Nine out of ten Americans now live in places of significant risk, according to the Federal Emergency Management Agency (FEMA). These risks include things like dam failure, hazardous material exposure, nuclear explosion, terrorism and natural disasters like wild fires, heat, hurricane, thunderstorms, tornados, tsunami, earthquakes, floods, landslides, volcanoes and winter storms.
Actually, it appears that the increased risk of disaster is occurring worldwide due to climate change, deteriorating ecosystems and the expansion of poverty, says a UN Global Assessment Report on Disaster Risk Reduction.
So what are we to do in the face of such threats to our lives, our homes, our communities "and our world?
"We need to change behavior in this country, Craig Fugate, FEMA's new director, told his emergency-management instructors at a conference last June. The "government-centric approach to disasters increases the odds of catastrophic failure in a big disaster, as Hurricane Katrina so clearly showed.
Fugate not only has extensive and relevant experience in disaster management, he is not an FOTP (friend of the powerful) as many of his predecessors were.
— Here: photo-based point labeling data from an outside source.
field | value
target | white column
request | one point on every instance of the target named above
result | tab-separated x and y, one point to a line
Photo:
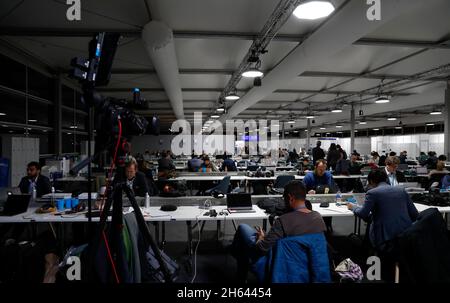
447	121
352	130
The former firefighter and paramedic, has served for the past 15 years as chief of emergency management in Alachua County and later for the State of Florida. He is reputedly a tell-it-like-it-is kind of guy who has had to plan for the worst and deal with the most difficult like Hurricanes Charley, Frances, Jeanne and Ivan in 2004 and Hurricanes Dennis, Katrina, Rita and Wilma in 2005.
"We tend to look at the public as a liability, says Fugate. "[But] who is going to be the fastest responder when your house falls on your head? Your neighbor.
In fact, the 4,400-person agency was designed to defer to state and local officials. However, when the locals are overwhelmed by "system collapse, as Fugate calls it, the government must rely on the public because it will take the feds too long to respond.